Better than I thought it would be.

OK, so that's damning with faint praise. As a first generation Trek fan, I fully expected to hate this movie for royally screwing up the canon. We all know this altered time line stuff is an age-old comic book ploy used to absolve a new generation of writers for not bothering to learn what's gone before, all the while striving to hook new teenage and twenty-something fans who won't give a damn anyway because they've never seen the 1966 series.

So, I thought I'd loathe Abrams' Star Trek - but I didn't... quite. Neither can I say, though, that it ranks high on my list of best Trek films.
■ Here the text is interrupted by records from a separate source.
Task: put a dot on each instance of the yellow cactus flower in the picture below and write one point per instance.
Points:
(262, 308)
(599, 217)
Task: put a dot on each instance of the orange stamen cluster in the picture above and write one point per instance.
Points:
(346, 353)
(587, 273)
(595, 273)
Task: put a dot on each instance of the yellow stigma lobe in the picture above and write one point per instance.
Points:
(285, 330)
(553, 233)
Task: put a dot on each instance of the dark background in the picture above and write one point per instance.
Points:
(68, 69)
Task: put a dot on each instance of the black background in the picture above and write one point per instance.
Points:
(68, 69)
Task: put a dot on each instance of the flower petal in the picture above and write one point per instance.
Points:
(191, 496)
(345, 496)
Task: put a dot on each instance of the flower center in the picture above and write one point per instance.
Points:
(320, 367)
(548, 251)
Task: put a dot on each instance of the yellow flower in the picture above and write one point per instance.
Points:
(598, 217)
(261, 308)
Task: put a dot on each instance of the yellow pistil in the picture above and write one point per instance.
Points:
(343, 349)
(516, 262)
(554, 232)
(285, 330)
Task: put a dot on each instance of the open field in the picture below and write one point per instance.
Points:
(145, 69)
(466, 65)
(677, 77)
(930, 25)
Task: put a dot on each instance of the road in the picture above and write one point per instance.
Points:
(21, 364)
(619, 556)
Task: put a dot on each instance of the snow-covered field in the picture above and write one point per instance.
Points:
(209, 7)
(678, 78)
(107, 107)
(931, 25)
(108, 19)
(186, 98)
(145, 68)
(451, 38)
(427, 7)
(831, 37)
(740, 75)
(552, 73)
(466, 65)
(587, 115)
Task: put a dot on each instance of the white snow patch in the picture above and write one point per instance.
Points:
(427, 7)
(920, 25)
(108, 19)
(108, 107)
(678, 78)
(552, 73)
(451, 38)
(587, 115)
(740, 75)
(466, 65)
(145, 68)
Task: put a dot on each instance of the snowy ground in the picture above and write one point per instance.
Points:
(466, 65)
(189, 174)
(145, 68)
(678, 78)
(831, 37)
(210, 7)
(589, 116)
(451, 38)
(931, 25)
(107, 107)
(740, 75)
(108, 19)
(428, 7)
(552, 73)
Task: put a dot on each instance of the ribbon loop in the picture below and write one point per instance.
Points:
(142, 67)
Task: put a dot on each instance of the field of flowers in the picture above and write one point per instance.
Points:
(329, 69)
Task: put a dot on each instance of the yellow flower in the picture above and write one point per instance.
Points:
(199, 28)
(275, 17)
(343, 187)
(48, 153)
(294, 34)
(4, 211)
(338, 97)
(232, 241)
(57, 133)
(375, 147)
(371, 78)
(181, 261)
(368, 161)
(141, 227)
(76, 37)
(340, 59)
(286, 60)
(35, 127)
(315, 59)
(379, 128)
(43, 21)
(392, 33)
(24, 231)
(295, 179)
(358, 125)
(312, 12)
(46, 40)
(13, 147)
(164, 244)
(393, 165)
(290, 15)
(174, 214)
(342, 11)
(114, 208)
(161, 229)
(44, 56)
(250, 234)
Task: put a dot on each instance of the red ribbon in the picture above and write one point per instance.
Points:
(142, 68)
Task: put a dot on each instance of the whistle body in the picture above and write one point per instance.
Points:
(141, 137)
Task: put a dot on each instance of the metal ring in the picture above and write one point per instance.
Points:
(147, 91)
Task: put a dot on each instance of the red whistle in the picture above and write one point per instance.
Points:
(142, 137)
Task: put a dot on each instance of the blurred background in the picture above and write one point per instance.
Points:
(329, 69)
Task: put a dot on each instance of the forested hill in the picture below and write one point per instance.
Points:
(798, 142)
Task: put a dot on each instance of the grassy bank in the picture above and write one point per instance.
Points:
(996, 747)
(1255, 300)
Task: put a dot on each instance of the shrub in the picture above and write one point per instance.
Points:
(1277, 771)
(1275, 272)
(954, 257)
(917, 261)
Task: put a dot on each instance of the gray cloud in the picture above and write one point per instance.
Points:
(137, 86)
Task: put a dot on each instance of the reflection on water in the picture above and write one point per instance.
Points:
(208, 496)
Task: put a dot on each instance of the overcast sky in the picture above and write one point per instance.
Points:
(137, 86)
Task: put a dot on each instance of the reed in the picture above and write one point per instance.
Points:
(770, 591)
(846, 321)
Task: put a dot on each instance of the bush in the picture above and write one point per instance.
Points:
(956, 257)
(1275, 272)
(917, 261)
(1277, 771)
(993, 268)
Of the 11 movies, I'd put this one... hm... maybe 8th - just above Star Trek: The Motionless Picture, ST: Nemesis, and the execrable ST V: The Final Frontier.

The film's greatest strength is a cast of young actors who tackle their iconic roles with remarkable skill, considering the obstacles they have to overcome. Karl Urban's McCoy takes top honors here. He's the essence of crotchety, lovable "Bones" from word one. Zachary Quinto struggles a bit more in his effort to capture the conflicted young Spock, but he prevails. Have to say, though, that I never bought Spock having a romance with Uhura for a minute. Stupid idea, and it never would have happened. Not in any time line, no way, no how. Huh-uh. Chris Pine as Kirk is appropriately arrogant, brash and over-testosteroned, but never quite reaches the original's sheer, unmitigated bluster. Maybe you just can't out-Shat "The Shat." Anton Yelchin's Chekov and Simon Pegg's Scotty both have too little screen time, but do well with what they have, replete with more authentic-sounding accents than their predecessors managed. John Cho's Sulu also has too little to do, but at least got in a spiffy fencing scene and a comic "Whoops, wrong button" moment. He makes the young Sulu believable. The only female crew member (Chapel and Rand apparently didn't make the cut) is Uhura, and just as in days of yore, she has the least to do. She tries hard, but she's barely there.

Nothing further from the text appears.